Çocuğu başka birine emanet edip gönderemezdi, büyükbabasını buraya da getiremiyordu. Büyükbabası buradan birkaç gün uzaktaydı. Astelle yüzünde sakin bir gülümsemeyle düşüncelere daldı.

Kısa bir süre düşündükten sonra kafasını topladı ve Vellian’a sordu.

“Ben… Denz Kalesi’ndeki büyükbabama bir mektup yazabilir miyim? Büyük ihtimalle bizim için epey endişeleniyordur.”

“Oh, elbette.

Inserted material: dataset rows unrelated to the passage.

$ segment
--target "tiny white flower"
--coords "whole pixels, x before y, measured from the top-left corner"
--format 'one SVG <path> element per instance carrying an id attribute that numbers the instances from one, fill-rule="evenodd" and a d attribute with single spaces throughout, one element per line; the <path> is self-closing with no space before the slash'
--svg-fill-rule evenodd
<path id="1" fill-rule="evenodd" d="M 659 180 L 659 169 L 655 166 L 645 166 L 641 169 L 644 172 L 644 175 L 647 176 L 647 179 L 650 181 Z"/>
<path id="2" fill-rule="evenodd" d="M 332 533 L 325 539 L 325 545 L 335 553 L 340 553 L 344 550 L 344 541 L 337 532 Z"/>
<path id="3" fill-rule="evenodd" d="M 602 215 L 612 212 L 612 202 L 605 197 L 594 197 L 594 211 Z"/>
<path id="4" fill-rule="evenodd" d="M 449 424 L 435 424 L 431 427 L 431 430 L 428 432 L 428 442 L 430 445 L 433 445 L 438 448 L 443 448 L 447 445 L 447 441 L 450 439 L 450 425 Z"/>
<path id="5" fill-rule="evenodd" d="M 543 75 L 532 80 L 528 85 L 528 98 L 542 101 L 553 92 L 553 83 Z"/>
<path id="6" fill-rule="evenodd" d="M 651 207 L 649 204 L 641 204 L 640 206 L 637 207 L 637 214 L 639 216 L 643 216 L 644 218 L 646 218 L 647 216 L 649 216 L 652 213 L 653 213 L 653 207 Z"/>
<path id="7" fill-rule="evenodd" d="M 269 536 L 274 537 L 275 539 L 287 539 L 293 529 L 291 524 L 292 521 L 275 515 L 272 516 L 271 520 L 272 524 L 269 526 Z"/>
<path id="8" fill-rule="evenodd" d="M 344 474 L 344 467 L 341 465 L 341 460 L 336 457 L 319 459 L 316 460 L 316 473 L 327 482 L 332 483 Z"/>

Yazdıktan sonra lütfen önce bana gösterin ve sonra sizin için derhal ona yollayacağım.”


*****


Bu sabah mektup için izin almıştı.

Astelle, Theor’u da alıp kış bahçesine geldi ve o çiçek tarhında oynarken mektubu yazdı.

Dışarıda yağmur yağıyordu. Yağmur damlaları kış bahçesinin camlarına vuruyordu. Bahçenin içindeki yapraklar yağmur yüzünden nemlenmişti. O yağmurun cam duvarlardan aşağı süzülüşünü izlerken Theor oyun oynuyordu.

Bir süre sonra Vellian, Astelle’i görmeye geldi.

“Mektubu yazmayı bitirdiniz mi?”

“Evet, şimdi bitti.”

Vellian, Astelle’in mektup kağıdını katlayıp zarfa koyduğunu gördüğünde üzgün bir ifadeyle dikkatlice sordu.

“Affedersiniz, okuyabilir miyim?”

“Pardon?”

“Oh, özür dilerim… Leydi Astelle’e güvenmediğimden değil, Majesteleri burada o yüzden…”

Astelle’in şaşırdığını gören Vellian pişmanlıkla özür diledi.

‘Bu ne şimdi? Muhtemelen şüpheli bir şeyler çevirdiğimden emin olmaya çalışıyorsundur…’

Kaçmıştı ve yakalanmıştı. Ve bu kralın hoşnutluk gösterebileceği bir şey değildi. Astelle düşüncelerini gizledi ve anlayışlı bir şekilde zarfı uzattı.

“Sorun değil, okuyabilirsiniz.”

Kimin okuduğu önemli değildi. Nasılsa kimse mektubun gerçekte ne anlattığını anlayamazdı.

“Anlayışınız için teşekkür ederim.”

Vellian kibarca zarfı aldı ve dikkatlice okudu. Yalnızca tek bir sayfa vardı.

Kısa metinde, kral ile buluştuğu, koşulları duyduğu ve başkente gideceği ancak hava iyi olmadığı için geciktiği yazılıydı. Sonrasında, çocuğun iyi olduğunu ve büyükbabası için endişelendiğini yazmıştı.
Bir süre önce kötü baş ağrıların oluyordu, şimdi yabancı bir yerde olduğun için hastalığının ilerleyeceğinden endişeleniyorum. Biz iyiyiz o yüzden lütfen merak etme ve sağlığına dikkat et.

“Aman tanrım! Leydimin büyükbabası hasta mı?”

“Bazen iyi hissetmediği zamanlar oluyor. Belki de yaşı geçtiği içindir.”

Mektubu sonuna kadar okuduktan sonra Vellian bir kez daha özür diledi.

“Gerçekten üzgünüm. Hemen kendisine göndereceğim.”

“Evet, teşekkür ederim.”

Astelle, büyükbabasının mektupta yazılanları anlayacağını umut ediyordu.

Çiçek tarhının etrafında oynayan Theor koşarak Vellian’ın yanına gitti ve kucağında oyuncak ayısıyla onu selamladı. “Merhaba.”

“Ah, sizsiniz genç efendi. Burada oynamayı seviyor musunuz?”